Quand je me retrouve en plein coeur d’un évènement qui implique beaucoup de monde, mon coeur bat très fort. Je suis dans le contrôle de ce que je vais bien pouvoir dire.
J’anticipe un moment de gêne en permanence et du coup, j’ai l’air complètement statique à force de me tenir comme un gros poteau. J’ai aussi l’air d’être absente, je le sais. Je comprends que ça ne donne pas vraiment envie de venir me parler, mais parfois j’aimerais bien qu’on me tende un peu la main parce que j’ai peur. Ça n’arrive pas souvent parce que je le cache assez bien aujourd’hui.
Oui, je sais bien, il s’agit d’anxiété sociale. Tous.te.s les introverti.e.s ne la subissent pas. Moi, en l’occurrence, j’ai chopé le ticket gagnant et c’est compliqué à vivre la plupart du temps. Les situations les plus minimes me demandent une concentration maximale. C’est épuisant.
> Le truc qui a changé ? Maintenant, j’en parle. Ou je valorise les événements en petit comité. Je suis sociable différemment. J’aime sortir, découvrir de nouveaux horizons. Ce n’est pas pour rien si je fais des économies monstrueuses pour partir à l’autre bout du monde.
Est-ce que je fuis ? Peut-être. Est-ce que c’est bien, est-ce que c’est mal ? J’en sais rien. Mais les grosses soirées sont pour moi des sources d’angoisses infinies qui ont un impact sur mon état mental (le sentiment d’échec, l’envie de taper ma tête contre un mur en rentrant) et physique (mon coeur qui s’emballe, des difficultés pour respirer, la fatigue), je ne sais pas les gérer. Alors la plupart du temps, je décline, j’invente des histoires ou je dis la vérité selon mon humeur. Ça dépend si j’ai envie de m’expliquer ou pas, et les personnes qui prennent tout personnellement me fatiguent souvent. Et quand je suis fatiguée, j’opte pour la solution de facilité. Le mytho de l’introverti.e, c’est un peu la pizza surgelée des interactions sociales : on a la flemme de cuisiner ? Pas grave, on allume le four. On a la flemme de s’expliquer ? Ben c’est parti pour le mytho de l’année.
6. Mon hypersensibilité.
Je suis hypersensible. Ce qui signifie que la moindre remarque, le moindre acte, le moindre geste de votre part sera suranalysé et pourra potentiellement être très mal interprété dans mon esprit. Au point de me mettre dans des états de détresse, de honte et de panique. Sans parler de ma sensibilité au bruit, assez impressionnante.
Je vous rassure, il y a aussi PLEIN de points positifs à l’hypersensibilité, mais là je vous parle des choses que je n’assumais pas jusqu’à présent.

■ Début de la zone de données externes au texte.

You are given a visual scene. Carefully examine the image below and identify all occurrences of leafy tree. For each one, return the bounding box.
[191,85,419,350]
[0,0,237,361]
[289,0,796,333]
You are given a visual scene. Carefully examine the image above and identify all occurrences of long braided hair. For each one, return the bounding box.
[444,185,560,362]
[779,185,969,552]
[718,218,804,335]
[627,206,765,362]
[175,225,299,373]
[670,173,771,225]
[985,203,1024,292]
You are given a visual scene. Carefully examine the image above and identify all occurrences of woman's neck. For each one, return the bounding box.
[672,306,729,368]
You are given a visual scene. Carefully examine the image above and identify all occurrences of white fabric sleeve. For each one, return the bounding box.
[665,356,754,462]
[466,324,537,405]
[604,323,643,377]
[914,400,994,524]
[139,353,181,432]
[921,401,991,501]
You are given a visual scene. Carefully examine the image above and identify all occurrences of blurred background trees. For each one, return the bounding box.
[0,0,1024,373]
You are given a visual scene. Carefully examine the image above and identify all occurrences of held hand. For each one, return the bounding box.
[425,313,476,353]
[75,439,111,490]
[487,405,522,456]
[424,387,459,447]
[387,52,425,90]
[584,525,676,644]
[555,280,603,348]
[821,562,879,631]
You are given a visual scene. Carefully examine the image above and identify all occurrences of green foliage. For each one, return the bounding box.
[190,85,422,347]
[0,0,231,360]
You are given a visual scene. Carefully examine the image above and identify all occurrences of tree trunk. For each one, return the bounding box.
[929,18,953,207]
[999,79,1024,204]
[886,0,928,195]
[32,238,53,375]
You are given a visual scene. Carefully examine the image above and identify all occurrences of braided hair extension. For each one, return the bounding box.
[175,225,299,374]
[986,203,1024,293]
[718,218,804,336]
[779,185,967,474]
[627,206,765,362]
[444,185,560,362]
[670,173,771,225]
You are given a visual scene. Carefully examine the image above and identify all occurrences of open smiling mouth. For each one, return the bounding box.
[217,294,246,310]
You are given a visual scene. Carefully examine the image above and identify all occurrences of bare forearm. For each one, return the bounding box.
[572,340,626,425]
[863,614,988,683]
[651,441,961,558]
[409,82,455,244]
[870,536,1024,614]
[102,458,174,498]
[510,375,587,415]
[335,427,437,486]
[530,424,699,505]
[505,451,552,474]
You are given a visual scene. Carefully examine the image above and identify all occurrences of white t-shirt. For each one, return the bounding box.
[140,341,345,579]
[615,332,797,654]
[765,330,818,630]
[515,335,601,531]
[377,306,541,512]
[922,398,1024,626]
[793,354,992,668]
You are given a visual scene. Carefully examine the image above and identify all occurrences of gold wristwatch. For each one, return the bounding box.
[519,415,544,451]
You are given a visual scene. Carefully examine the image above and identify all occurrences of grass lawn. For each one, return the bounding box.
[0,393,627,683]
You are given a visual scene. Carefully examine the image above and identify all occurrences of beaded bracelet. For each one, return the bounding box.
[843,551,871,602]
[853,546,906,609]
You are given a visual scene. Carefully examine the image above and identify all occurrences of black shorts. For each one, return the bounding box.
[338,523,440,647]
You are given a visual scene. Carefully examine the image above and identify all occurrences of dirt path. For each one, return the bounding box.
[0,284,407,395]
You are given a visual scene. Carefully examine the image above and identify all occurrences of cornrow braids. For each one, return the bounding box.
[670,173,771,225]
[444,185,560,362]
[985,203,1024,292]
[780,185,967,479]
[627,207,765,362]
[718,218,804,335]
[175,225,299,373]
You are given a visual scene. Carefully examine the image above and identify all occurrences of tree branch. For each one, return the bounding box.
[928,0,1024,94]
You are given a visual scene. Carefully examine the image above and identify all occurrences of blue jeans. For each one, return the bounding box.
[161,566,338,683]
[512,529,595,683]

À une époque, que l’on me qualifie de personne sensible était pour moi une insulte. Ça voulait dire que j’étais faible. Parfois, quand vous êtes sensible, on se moque de vous, on s’amuse à en rajouter une couche. Peut-être que vous l’avez déjà vécu.
Et puis, il y a aussi les critiques. Constructives, gratuites, maladroites. Les gens ne vous brossent pas toujours dans le sens du poil, c’est la vie. Il faut parfois comprendre ses erreurs, d’autres fois, il y a beaucoup de gratuité dans les propos entendus.
On doit vivre avec. Dans la société, on nous fait savoir depuis toujours qu’il faut rester fort.e et “être au-dessus de tout ça”. Vous êtes au-dessus de ça, vous ? La chance.
> Le truc qui a changé ? Il y a de l’amélioration, mais j’ai encore beaucoup de mal à prendre du recul sur les critiques, par exemple. J’essaie de voir les points positifs.
Je ne suis pas faible. L’hypersensibilité est une très grande force et un atout créatif énorme, notamment pour l’observation et l’analyse des choses. Toutes les émotions, on les multiplie par 50, et quand il s’agit d’émotions positives, c’est incroyablement magnifique. On reste sur le positif !
7. Ma maladresse.
Comme je vous l’ai dit précédemment, pendant les situations sociales, je ne sais pas trop où me mettre la plupart du temps. Et à force de calculer la gaffe… elle arrive. Elle se pointe à la soirée, elle fait rire tout le monde, sauf vous.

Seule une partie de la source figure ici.